Set up a meeting with your chief of maintenance or general contractor and other trades to address several issues. Identify the critical parts of the building, such as boiler rooms, computer rooms, and electrical installations. Assign a priority to get to those areas and, when needed, restore or protect them first. Be sure to account for these areas as well so you’re not scrambling during the storm:

• Ensure access to snow blowers, fuel for power tools and shovel storage.
• Confirm that roof drains and scuppers have been tested and properly hooked up to the storm sewers. Roof drains should be set into a sump (depressed area with thinner insulation) so that heat from the building will melt ice and snow at the drain first. Install tell-tails to help locate rooftop drains, vents and HVAC units so that snow blowers do not cause damage during the snow removal process.
• Discuss how to access snow blowers, shovels, sandbags and other safety equipment where needed. Safety considerations like gloves, boots, helmets, and eye protection should be stored in an easily accessible area where they can be quickly employed as needed. Frostbite is no laughing matter.
• Pails of asphalt mastic should be available, along with work gloves and trowels. These are generally available at big box centers but may be sold out during major events, especially those that can cause wind damage. (Pruning large tree branches will help avoid the associated window breakage.)
• Protect emergency power. Before the storm hits, test your backup power sources and make sure key personnel are trained to operate them.
• Don’t forget communication. Landlines and cell phones may be unreliable during a major event. Employees will be concerned with the safety of their families, so back-up phone numbers should be available as needed.

Whether you’re facing wind, winter, or whatever the elements may bring, have a plan in place and make sure your building’s roof is prepared for extreme weather. Human optimism makes us believe the worst won’t come, and then it takes us by storm.

“We’re seeing record temperatures, several inches of rain overnight, damaging winds, regional power failures, and building collapse from accumulated snow or plugged drains,” says Richard L. Fricklas, former technical director emeritus of the Roofing Industry Educational Institute. “It’s one thing to read about these things in the local newspaper – quite another when they affect your building and its occupants.”

Most buildings in the U.S. are under two stories and their roofs often represent the largest portion of their building envelopes. More heat energy is lost through roofs than walls and windows. If all U.S. buildings met the 2012 level of code-mandated insulation, 700 trillion BTUs of energy would be saved.

Another aspect of environmental impact involves renewable energy production. If 25% of U.S. rooftops incorporated power from solar, the energy produced would be 25 times greater than the 21 billion kilowatt hours of hydroelectric power produced by the Columbia River’s Grand Coulee Dam. Keep in mind, however, that we can save more energy with insulation than we can generate from solar power. The building professional’s priority should be efficiency before renewable production.

Service life also affects environmental impact. A roof that lasts 30 years will consume fewer materials and resources than one that lasts 15 years.

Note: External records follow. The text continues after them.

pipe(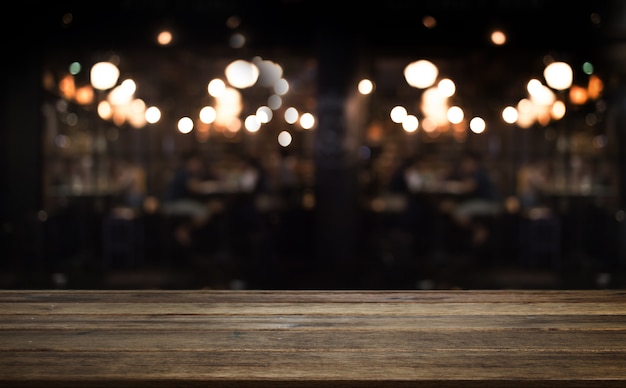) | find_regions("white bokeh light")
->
[177,117,193,133]
[404,59,439,89]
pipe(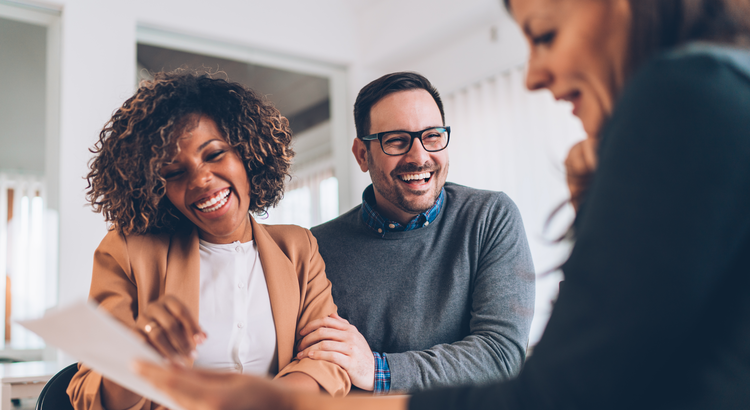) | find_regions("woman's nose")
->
[526,56,553,91]
[190,164,213,188]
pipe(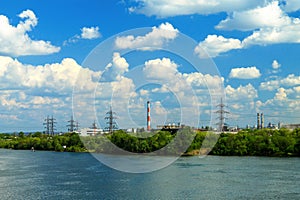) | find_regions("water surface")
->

To manage your roof’s green performance, take control of these six factors.

1) Roof Insulation
The minimum insulation values required by building codes have been rising steadily in recent years. Code values are based on eight climate zones in the U.S., with zone 1 (which includes Miami) being the hottest and zone 8 (parts of Alaska) the coldest. The minimum thermal resistance values specified by the International Energy Conservation Code (IECC) for insulation range from R-20 for zone 1 to R-35 for zone 8.

The recognition of insulation’s importance has been increasing due to its energy-efficiency impact on heating and cooling loads, especially at a time when plug loads are being driven upward by computers and other electronic devices. However, code-mandated insulation values are only the legal minimums – thermal performance ultimately depends on other factors as well.

2) Thermal Performance
Best practice calls for at least two layers of insulation. The bottom layer can be fastened or adhered, but ideally the top layers should only be adhered in order to avoid fasteners. Metal fasteners can transfer a lot of heat energy, creating thermal bridges from the building’s interior to the outside. Most fasteners have a 2- to 3-inch metal plate to withstand wind loads. Covering the fasteners with another layer of insulation reduces a building’s thermal losses.